Urlando would go one-and-done at his first Olympics, a disappointing time of 1:56.18 leaving him 15-hundredths away from the semifinals, but his ensuing return to the University of Georgia after almost two years away brought instant success. He lowered the NCAA and American records in the 200 fly in January, and at the national meet, he finished third in the 100 fly and won the B-final of the 200 IM before his final-day triumph in his signature event.
Listed as a fifth-year swimmer, Urlando revealed at the conclusion of NCAAs that he still has two years of eligibility remaining thanks to an injury redshirt year, an Olympic redshirt year and the COVID waiver allowing him a fifth full season. With a college career now set to stretch from 2020 until 2027 and the Los Angeles Olympics only one year further down the line, Urlando will have plenty of chances to convert this newfound speed in the 200 fly into international medals.

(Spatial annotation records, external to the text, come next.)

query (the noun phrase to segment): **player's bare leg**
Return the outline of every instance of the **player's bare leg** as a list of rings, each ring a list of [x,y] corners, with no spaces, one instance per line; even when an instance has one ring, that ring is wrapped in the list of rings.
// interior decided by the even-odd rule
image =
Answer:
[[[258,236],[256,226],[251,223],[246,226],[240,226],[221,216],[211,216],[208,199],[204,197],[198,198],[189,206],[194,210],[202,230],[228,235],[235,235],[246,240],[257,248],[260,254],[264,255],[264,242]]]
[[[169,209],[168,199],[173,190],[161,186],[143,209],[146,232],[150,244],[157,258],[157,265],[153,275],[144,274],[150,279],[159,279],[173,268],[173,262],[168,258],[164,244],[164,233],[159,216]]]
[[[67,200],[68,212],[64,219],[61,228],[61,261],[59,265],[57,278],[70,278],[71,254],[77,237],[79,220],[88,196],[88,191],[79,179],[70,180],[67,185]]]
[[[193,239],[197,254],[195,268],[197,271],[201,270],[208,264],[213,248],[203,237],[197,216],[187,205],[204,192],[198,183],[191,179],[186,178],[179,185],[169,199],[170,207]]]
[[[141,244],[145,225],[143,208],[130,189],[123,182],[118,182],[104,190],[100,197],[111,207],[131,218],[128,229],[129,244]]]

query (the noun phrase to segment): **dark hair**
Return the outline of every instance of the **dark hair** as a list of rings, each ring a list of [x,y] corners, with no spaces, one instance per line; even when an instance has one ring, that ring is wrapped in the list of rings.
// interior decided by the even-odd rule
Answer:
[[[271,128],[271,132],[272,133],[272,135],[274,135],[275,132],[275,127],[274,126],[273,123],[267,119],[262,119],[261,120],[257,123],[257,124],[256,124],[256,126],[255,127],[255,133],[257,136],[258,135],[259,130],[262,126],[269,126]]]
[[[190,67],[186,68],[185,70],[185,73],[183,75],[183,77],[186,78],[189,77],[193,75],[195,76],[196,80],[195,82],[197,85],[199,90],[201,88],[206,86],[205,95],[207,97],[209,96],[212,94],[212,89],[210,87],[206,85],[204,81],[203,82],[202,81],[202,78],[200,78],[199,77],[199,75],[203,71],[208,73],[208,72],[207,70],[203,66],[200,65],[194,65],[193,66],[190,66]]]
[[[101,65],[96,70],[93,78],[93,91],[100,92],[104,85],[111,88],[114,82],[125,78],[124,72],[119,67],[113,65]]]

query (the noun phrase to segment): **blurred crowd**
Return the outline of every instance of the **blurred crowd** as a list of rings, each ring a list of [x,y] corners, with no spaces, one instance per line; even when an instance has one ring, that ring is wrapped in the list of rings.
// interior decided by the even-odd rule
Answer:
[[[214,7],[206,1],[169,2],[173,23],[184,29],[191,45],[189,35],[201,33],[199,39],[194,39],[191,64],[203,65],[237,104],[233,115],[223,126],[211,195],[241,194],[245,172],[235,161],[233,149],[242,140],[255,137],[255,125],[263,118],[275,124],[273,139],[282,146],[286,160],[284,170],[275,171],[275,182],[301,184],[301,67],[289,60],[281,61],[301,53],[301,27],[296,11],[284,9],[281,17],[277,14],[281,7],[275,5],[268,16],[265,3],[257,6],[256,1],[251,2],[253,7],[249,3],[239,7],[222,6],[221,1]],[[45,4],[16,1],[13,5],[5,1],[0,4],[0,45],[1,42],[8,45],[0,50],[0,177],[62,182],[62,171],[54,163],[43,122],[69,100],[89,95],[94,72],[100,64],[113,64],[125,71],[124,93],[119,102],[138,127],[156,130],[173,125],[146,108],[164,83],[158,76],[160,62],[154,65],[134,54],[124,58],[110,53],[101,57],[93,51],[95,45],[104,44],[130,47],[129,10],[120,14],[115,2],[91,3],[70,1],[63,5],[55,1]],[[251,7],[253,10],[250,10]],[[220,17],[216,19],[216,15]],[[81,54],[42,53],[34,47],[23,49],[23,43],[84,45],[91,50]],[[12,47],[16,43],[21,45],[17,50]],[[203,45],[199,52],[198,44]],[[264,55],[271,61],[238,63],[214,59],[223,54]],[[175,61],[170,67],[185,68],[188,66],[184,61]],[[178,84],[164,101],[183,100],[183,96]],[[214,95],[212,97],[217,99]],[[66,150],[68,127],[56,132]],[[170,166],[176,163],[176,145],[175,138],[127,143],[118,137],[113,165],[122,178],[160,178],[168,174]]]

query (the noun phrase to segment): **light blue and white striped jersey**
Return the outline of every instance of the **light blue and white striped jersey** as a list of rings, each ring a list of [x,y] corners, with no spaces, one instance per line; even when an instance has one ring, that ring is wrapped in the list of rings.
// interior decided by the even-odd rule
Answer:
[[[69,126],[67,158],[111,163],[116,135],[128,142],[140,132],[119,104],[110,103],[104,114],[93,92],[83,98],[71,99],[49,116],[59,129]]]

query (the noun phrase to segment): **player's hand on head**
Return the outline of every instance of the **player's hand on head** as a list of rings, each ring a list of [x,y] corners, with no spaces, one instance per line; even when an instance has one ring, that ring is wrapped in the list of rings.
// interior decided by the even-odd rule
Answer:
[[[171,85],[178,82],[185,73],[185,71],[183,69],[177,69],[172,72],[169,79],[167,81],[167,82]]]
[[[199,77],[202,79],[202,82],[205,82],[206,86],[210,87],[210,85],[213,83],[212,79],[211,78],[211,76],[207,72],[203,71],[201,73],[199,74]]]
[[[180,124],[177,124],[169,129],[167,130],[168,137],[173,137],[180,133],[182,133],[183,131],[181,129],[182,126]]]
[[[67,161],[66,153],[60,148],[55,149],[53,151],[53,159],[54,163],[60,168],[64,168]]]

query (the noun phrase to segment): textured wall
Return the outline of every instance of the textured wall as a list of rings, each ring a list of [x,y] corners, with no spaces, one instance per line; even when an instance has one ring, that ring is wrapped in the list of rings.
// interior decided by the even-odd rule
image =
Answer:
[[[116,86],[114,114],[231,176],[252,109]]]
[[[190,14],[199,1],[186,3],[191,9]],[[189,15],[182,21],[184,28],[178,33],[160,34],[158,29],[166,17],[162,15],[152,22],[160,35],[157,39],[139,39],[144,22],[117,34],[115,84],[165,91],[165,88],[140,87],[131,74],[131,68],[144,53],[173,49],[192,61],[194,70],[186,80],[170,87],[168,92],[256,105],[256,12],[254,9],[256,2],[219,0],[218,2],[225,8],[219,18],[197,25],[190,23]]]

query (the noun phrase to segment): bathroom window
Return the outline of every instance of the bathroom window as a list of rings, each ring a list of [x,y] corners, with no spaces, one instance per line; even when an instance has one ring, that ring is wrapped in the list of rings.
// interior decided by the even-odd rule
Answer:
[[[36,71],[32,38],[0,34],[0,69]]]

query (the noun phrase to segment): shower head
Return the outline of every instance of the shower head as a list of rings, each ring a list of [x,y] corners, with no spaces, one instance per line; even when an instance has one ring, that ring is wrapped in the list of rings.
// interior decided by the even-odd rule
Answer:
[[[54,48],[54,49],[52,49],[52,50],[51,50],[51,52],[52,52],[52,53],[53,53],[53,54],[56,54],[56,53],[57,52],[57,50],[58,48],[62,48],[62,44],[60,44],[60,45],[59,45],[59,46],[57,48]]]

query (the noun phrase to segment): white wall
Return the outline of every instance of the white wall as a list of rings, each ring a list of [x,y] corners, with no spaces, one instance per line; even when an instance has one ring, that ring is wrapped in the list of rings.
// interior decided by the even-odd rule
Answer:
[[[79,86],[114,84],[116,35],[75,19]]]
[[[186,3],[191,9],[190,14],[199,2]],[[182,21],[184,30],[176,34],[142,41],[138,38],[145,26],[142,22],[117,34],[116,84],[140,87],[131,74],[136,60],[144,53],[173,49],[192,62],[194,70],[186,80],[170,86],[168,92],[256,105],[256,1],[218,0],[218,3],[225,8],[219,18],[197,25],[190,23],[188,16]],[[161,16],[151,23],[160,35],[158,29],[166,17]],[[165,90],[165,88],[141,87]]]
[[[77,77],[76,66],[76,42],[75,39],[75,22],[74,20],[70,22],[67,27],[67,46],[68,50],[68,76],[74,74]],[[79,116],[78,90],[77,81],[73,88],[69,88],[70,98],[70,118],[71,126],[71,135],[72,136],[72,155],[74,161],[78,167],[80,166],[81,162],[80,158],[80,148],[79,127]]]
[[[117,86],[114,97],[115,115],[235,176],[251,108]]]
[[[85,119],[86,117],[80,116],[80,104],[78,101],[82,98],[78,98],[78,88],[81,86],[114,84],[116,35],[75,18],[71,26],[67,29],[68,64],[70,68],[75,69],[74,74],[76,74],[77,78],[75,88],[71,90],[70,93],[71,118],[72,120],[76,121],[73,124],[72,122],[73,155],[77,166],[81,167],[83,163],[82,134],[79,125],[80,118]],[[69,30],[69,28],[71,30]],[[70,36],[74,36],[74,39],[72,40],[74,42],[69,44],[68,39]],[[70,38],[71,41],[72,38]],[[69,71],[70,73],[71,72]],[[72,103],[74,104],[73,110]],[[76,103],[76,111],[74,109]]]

Of course, that’s a challenge that has proved elusive for American men going back to Phelps’ retirement following the 2016 Olympics. Urlando, Heilman and Carson Foster have all ventured into 1:53-territory (or better), but no one has earned an Olympic medal or a long course World Championships medal in the 200 fly in the past eight years. Moreover, the Paris Games marked rock bottom for U.S. butterfly as no American swimmer advanced to the final of the 100 or 200.
For years, it looked like Urlando’s 1:53 best time was a white whale he may never match, but his renaissance over the past three months have presented a path forward for Urlando to reach the heights he was on track for as a teenager. He has a second chance to become the much-needed American standard-bearer in the 200 fly.